Chris Brown had a rough two years in the media. After assaulting then-girlfriend Rihanna in 2009, his usual life of “running it” has been turned upside-down — instead of the usual radio releases and European tours he was once accustomed to, the artist has been busy with court dates and community service. It’s a scandal that has shaken Brown’s fanbase worldwide, even leading to the cancellation of his UK tour. Being a woman-beater and a smooth-talking R&B artist just isn’t easy — felony charges have a way of overshadowing even the most heartfelt love songs.
By releasing his album F.A.M.E., Chris Brown hopes to right his wrongs and reclaim his career from the hands of the tabloids. His second release since the 2009 incident, the album plays on slow tempos and feelings of vulnerability to rebuild his romantic image. It’s a desperate cry to be restored to his former self — a sensitive ladies’ man instead of a brute with battered knuckles and a criminal record.
Brown’s road to redemption begins with “Deuces.” It’s a smooth, seductive song peppered with rapping and percussion, snappy and rhythmic without being too aggressive. However, the track’s true colors shine through its horrendously crafted lyrics: Chris Brown and the rappers Tyga and Kevin McCall join forces to deliver some of the most generic lines to enter the FM radio waves. The three whine together about the horrors of relationships and falling in love as they describe past Valentine’s Days and all times they texted their ladies without receiving replies.

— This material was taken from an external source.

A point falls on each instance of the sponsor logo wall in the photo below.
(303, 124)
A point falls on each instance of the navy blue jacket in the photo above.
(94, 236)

The sob-fest reaches is its peak when the words “fuck love” are declared — it’s a dramatic, unoriginal statement that would feel right at home in a preteen’s AIM profile. Despite their idiocy, the lyrics still accomplish one of the album’s goals: They portray Chris Brown as being the helpless victim of relationships — a far cry from the violent felon he’s been known as more recently.
F.A.M.E.’s other tracks follow in the footstep of “Deuces,” as they spin their not-so-subtle messages. With lyrics like “I’m not gonna be the one to mess this up” and “I never wanted us to break up,” Brown’s goal to sound defenseless is obvious. No matter what the specific premise of each song is or which DJs and featured rappers help lay down his tracks, he is always the victim of heartache.
Even with such tiresome themes, the quality of the album’s music is undeniable. With their intricate drum patterns and rhythmic rapping, some of the tracks are downright catchy — especially the album’s finale, “Beautiful People.” The song, which features techno superstar Benny Benassi, makes up for its overly conventional lyrics with tantalizing beats and synthesizer. The house-style instrumentals are blissful, hypnotizing and more powerful than the vocals themselves, drowning out every predictable “just live your life” and “your beauty’s deep inside.”
The fragile-hearted sentiments in F.A.M.E. may lose their sparkle after a few songs, but there’s still something to be said about the album’s persistence. By pushing these emotions to their limits, Chris Brown has proven more than just his vulnerability — he’s shown his dedication to his career as well. Only time can tell whether or not the album is enough to reshape his image, but the artist has at least one thing on his side: If he was able to bounce back after his laughable guest performance on “The O.C.” in 2007, anything is possible.